Many of us pray in Hebrew, but many also pray in our own vernacular tongues. Many of us chant our prayer, but many also sing, or speak aloud, or pray silently. Many of us use the traditional nusach (melody-system) for weekday and Shabbat and festival prayer, but many also borrow melodies from secular culture. Many of us pray using the words of the traditional siddur, but many choose to improvise on set prayer-themes. Many of us pray communally, but many also pray alone. Most of us do all of these things at different times.

There’s variability not only in how we pray, but in what words we use when we do so. Our worship is broad enough, and flexible enough, to hold a range of divine names and metaphors simultaneously. To profit from the tension between the masculine language of baruch Atah, Adonai, eloheinu melech ha-olam ("Blessed are You, Lord our God, King of the world") and the feminine resonances of brucha At, Shekhinah, ruach ha-olam ("Blessed are You, Divine Presence, breath of life") and even the non-gender-specific and non-anthropomorphic metaphor in n’varech et ayn ha-chayyim ("let us bless the source of life.") Jewish prayer is, to borrow Whitman’s words, "vast" and "containing multitudes."

Indeed, given the way some liberal Jews today privilege innovative and immersive davvening, it’s possible to take Nadab and Abihu as role models. Rabbi Steven Pik-Nathan offers a midrashic retelling which posts these two sons of Aaron as proto-Reconstructionists, offering the well-intentioned worship of their hearts (merely, alas, before their time).
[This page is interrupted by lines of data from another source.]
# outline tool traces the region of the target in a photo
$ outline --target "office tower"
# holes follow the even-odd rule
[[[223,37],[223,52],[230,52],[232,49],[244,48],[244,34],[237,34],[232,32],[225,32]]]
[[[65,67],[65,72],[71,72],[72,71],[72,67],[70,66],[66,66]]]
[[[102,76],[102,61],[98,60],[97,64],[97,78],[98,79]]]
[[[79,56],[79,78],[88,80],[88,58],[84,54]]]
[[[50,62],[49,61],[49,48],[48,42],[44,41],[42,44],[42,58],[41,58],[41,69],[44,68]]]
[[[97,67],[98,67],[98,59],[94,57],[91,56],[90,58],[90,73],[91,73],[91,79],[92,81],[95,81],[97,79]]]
Nadab and Abihu’s story is not a simple cautionary tale designed to instruct us against liturgical innovation. We tinker with our liturgy all the time. We’ve been doing it for as long as we’ve had liturgies to revise and refine. That’s not a break from the accepted order of things; it is the order of things. At least, it’s the order of things in the centuries since the Temple fell and we began the new story of ourselves as a nation centered around study and prayer.

The sacrificial system was an old paradigm, in which connection with God needed to be strictly-circumscribed. The move from Biblical Judaism to Rabbinic Judaism was a paradigm shift; rabbis including Zalman Schachter-Shalomi and Rami Shapiro have argued (in articles like this one) that we’re in the midst of another such shift, from Rabbinic Judaism to the new form of Judaism now slowly emerging.

Regardless of whether we see ourselves as inheritors of the rabbinic paradigm or midwives of a new turn in the spiral, I think we can read the story of Nadab and Abihu as a parable about the importance of understanding the paradigm we’re in. Aaron’s sons didn’t understand the boundaries of their paradigm, and that lack of wisdom had profound (and sizzly) repercussions. We owe it to ourselves as creations and reflections of the Eternal — we may owe it also to the memory of Abihu and Nadab and their ill-fated enterprise — to consider how we draw near to the Holy Blessed One. How has consciousness has evolved since sacrificial days? How do we pray… and how do we want to pray?

Now that taking risks in our prayer life doesn’t call forth fire from Adonai, what are we afraid of? Are we willing to risk looking sentimental, or needy, or foolish in asking for (or helping to create) the liturgies we need — when the rewards are as magnificent as a strengthened sense of ourselves as humans and as Jews, an enlivened spiritual life, and the possibility of deeper connection with God?